I listen to people talk nowadays in a fog of my own internal grief and hopelessness. It's a fog I’m very much trying to see through in the best way possible - I’m on the phone with my therapist, I’m running, I’m trying to imagine brighter days not leaden with worry and pain and guilt and fatigue, I’m telling my friends honestly how I’m feeling…
And yet I’m so jealous of the issue of the ugly shoes that need returning, and I'm jealous of the woman across the wall from me, spelling out in detail how disappointed she is with her new phone: “You can’t even hold it. There’s no place to lay it on your shoulder.” And on she goes to more phone-related atrocities, like how she can’t figure out her settings.
“I’m telling you," she tells the person on the other line. "I hate it. It’s just the worst." I drown out the rest but this goes on, and I find I'm envying such grievances, such non problems. When was the last time I returned a pair of shoes? I think to myself.
I envy the women walking out to their car, talking about their weekend. I envy the ease in which “when my mother goes food shopping” comes out of my coworker’s lips in normal conversation; I don’t remember the last time my mother was able to go food shopping, as her leg and hip has been so bad for so long, withering away.
That leg and hip that have been the focus of recent worries. We blamed them for her successive falls. In reality the problem lay northward, manifested in jumbled, incomprehensible emails from a sharp-tongued English teacher and scattered speech.

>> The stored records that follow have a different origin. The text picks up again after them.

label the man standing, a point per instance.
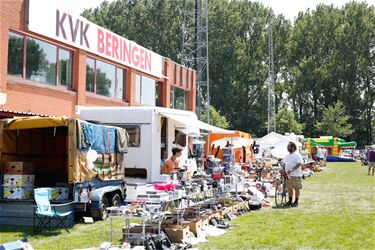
(320, 156)
(171, 165)
(293, 167)
(371, 160)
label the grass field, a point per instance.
(336, 212)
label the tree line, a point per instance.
(324, 61)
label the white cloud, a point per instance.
(290, 8)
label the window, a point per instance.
(145, 90)
(15, 54)
(138, 89)
(158, 95)
(178, 98)
(65, 67)
(44, 62)
(40, 61)
(90, 74)
(134, 132)
(104, 79)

And as I text my brothers about her brain mets I'm receiving calls from my own doctors. “The soonest I can get you in for a consult is….September 6.” So, you’re telling me I won’t determine how much of my boob I will be allowed to not cut off until September 6, ten days away? I don’t ask this. I weakly try for something sooner, to no avail.
After I “weigh possible outcomes” with the radiologist in ten days, I will have exactly 6 days to decide on what I “want” to do. I have a vacation planned this coming week, to help me relax before surgery. It’s a “staycation” sort of, and I hate that word. And during it my mother will be in the hospital.
Will I be in surgery when my mother is in brain surgery? We won’t be at the same hospital, of course, but will it happen at the same time?
I have to admit I never knew one could feel so much pain and carry such a weight in their chest over compounded problems. There has rarely been a time in my life I haven’t had to worry about someone’s health, but it was always distant and manageable somehow. My everyday was not, in large part, impacted. Now it is every second of every day; it is every pain and every worry.
I started writing this blog so not only I could update friends and family but so others could relate. I self-consciously recognize now that not many people will be able to relate, actually. Maybe, now, someone with cancer reading this will find solace in these alien circumstances of mine, of this simultaneous mother-daughter cancer and say, "Oh, at least that's not happening to me." And that will be nice for them, I suppose.
Not for me though. I seek out books and blogs and websites and forums and am disappointed to find they all focus on a single sphere: "your cancer." I feel alienated and strange, like there is something I or my family has done, some wrongdoing, that is causing this. I feel foolish, though, as there are people around the world who suffer actual atrocities, while I am a white girl getting premier care at a top cancer hospital and I was recently able to buy a house with a very nice kitchen.
I look ahead to days unmoored from mourning, I know they are out there, and I know I will reach them. I look ahead to days I’m not too shy to join my new community’s “newcomers club” - where I’m not too self-conscious to meet brand new people with a bald head covered by varying wigs.
I look ahead to days I feel healthy and weightless and as worry-free as possible. I used to firmly believe there should be no such thing as a “throwaway day” or “throwaway year.” I know I sound real dark here, but I have realized, in reality, that I was wrong. There are days you want to erase, especially when filled with little else than pain.
I look ahead, because the alternative will swallow me whole.